Mas não queremos, de maneira alguma, imaginar que no Brasil algo assim esteja sendo despertado. Preferimos pensar que as fake news são apenas ferramentas eletrônicas; que a insistência em favor das mentiras não passa de burrice; que a saudação parecida com a nazista em Santa Catarina foi um ato de ingenuidade; que as listas contra supostos adversários são atos impensados e momentâneos, e, que o ódio, é apenas aparente, afinal de contas tudo isso não combina com a definição do povo brasileiro, formado predominantemente por pessoas cordiais, respeitosas, com espírito pacífico, ponderado, analítico e trabalhador.

Sem controle

Isso preocupa, porque imaginava-se que um pedido do presidente Bolsonaro fosse aceito abruptamente, sem discussão, no entanto, até ontem muitas rodovias ainda estavam bloqueadas, o que causou enormes prejuízos em muitos setores. Sem contar que outros reflexos virão, como possíveis aumentos nos produtos alimentares, combustíveis e itens diversos.

E agora?

Tomara essa porcentagem indomada de brasileiros reflita o que é melhor para a maioria e não insista em proclamar distúrbios que prejudiquem a Nação. Isso não está longe de acarretar o surgimento de confrontos, e acirramento maior da sociedade, o que é uma tristeza. Subverter a ordem não é a saída para arrumar o país, tampouco a maioria que votou na alternância de poder não vai se mudar para o Paraguai, Argentina ou outro país; tomara esses ânimos amainem um pouco, de um jeito que a política volte a ser discutida sem tiros ou facadas, tapas ou porretes.
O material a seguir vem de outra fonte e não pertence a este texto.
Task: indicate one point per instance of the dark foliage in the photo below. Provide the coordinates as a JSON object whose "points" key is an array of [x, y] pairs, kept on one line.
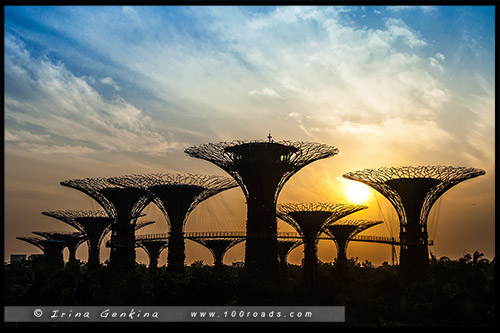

O Brasil é bem maior que isso.

Uma comparação esdrúxula

Nem se compara, mas vamos ilustrar uma situação para pensar: Palmeiras e Corinthians disputam uma partida de final de campeonato. O jogo não terá prorrogação e nem disputa em penalties e, durante os 90 minutos regulamentares, houve discussões, encrencas, xingamentos, expulsões, árbitro e bandeirinhas ameaçados, toda a classe de ocorrências em disputa assim, pisões, caneladas, dedos nos olhos e, no fim, uma das equipes vence por um gol aos 45 minutos do segundo tempo. O VAR disse que foi legítimo. Acabou-se o campeonato e o vencedor levanta a taça, sob vaias da torcida adversária e aplausos do restante que estava no estádio. Do lado de fora do estádio vários quebra paus, cavalaria separando os fanáticos, ônibus apedrejados, e a costumeira troca de gentilezas nas redes sociais, com palavrões dos mais cabeludos. Esse nervosismo acabou dentro de inúmeras residências, onde há torcedores dos dois times. Uma diferença assim só se resolverá de duas maneiras: uma é a possibilidade de a Justiça desportiva descobrir irregularidades que cancelar a partida e a outra, é aguardar pela final de outro certame. Nos dois casos, não adianta em nada dormir nas calçadas do estádio. Levando o assunto para o gramado político, vencedores que tratem de convencer que jogaram limpo e perdedores se prepararem para o que virá, mas que tudo aconteça dentro das regras, porque elas são fundamentais. 

E o que mais?

Mais nada. Um bom final de semana a todos. Vamos parar para pensar e o que queremos para o nosso país. Abrace um ex amigo, que você converteu ignorantemente em adversário; se der partilhe financeiramente com ele uma caixa de cerveja, ou garrafa de vinho, um pedaço de costela. Falem dos tempos bons, ouçam a música, dancem com as esposas e as crianças. Lembrem-se que ante de serem petistas ou bolsonaristas, são de carne e osso, com sangue nas veias, filhos, pais, avós e compartilham essa dádiva proporcionada pela liberdade e que se chama sociedade. Unam-se para fiscalizar a política e não para criar falsos deuses e demônios.